Biz bugün sahip olduğumuz tüm özgürlükleri kaybetmek için elimizden geleni yapıyoruz
Bütün kutsal kitaplar her canlıyı ve cansızı tek tanrının yarattığını ve ona şükran sunulmasını yazıyor.
Ama bugün kendi yarattığımız tanrılara tapıyoruz.
Dili, rengi, ırkı ve cinsiyeti ne olursa olsun bütün insanların eşit olduğunu iddia ediyoruz
Ama insanları Hindistandakinden beter kast sistemine tabi tutuyoruz.
Fikir ve vicdan özgürlüğünün esas olduğunu üstüne basa basa söylüyoruz
Ama fikrini söyleyenleri hapse tıkmak için fırsat kolluyoruz
Bir lokma bir hırka edebiyatı yapıyoruz
Ama ne kadar çalarsak çalalım ne gözümüz ne karnımız doyuruyor.

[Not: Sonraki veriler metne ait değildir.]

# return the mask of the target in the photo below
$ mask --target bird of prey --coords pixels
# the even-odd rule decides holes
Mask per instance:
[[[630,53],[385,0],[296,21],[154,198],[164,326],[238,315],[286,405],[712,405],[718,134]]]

“Devletin dini adalettir” ilkesini dilimize pelesenk ettik
Ama her gün keyfi olarak yakalanan, tutuklanan, haksız sebeple mahkum olanların feryatlarını duyuyoruz.
“Cennet anaların ayakları altındadır” hadisini tabu kabul ediyoruz
Ama neredeyse her gün bir anayı ayaklarımızın altına alıp öldürüyoruz.
“İnsanı yaşat ki devlet yaşasın” diye bir miras var .
Ama bunu da yanlış anladık, yalnızca soluk alıp versin istiyoruz.
Herkesin eğitim alma temel özgürlüğü var diye biliyoruz
Ama muktedirlerin çocukları en iyi okullara giderken halkın çocukları tarikat yuvalarına teslim ediliyor.
Sağlam nesillerin sağlam insanlardan doğduğu gerçeğinden haberdarız .
Ama yediğimizden içtiğimize her şeyin genetiğiyle oynuyoruz.
Dünya bize miras değil, torunlarımızdan ödünç aldık diyoruz
Ama o kadar yoğun kirletiyoruz ki kendi kirimizde boğuluyoruz..
Sahi ya.İnsanca yaşadığımızdan emin miyiz?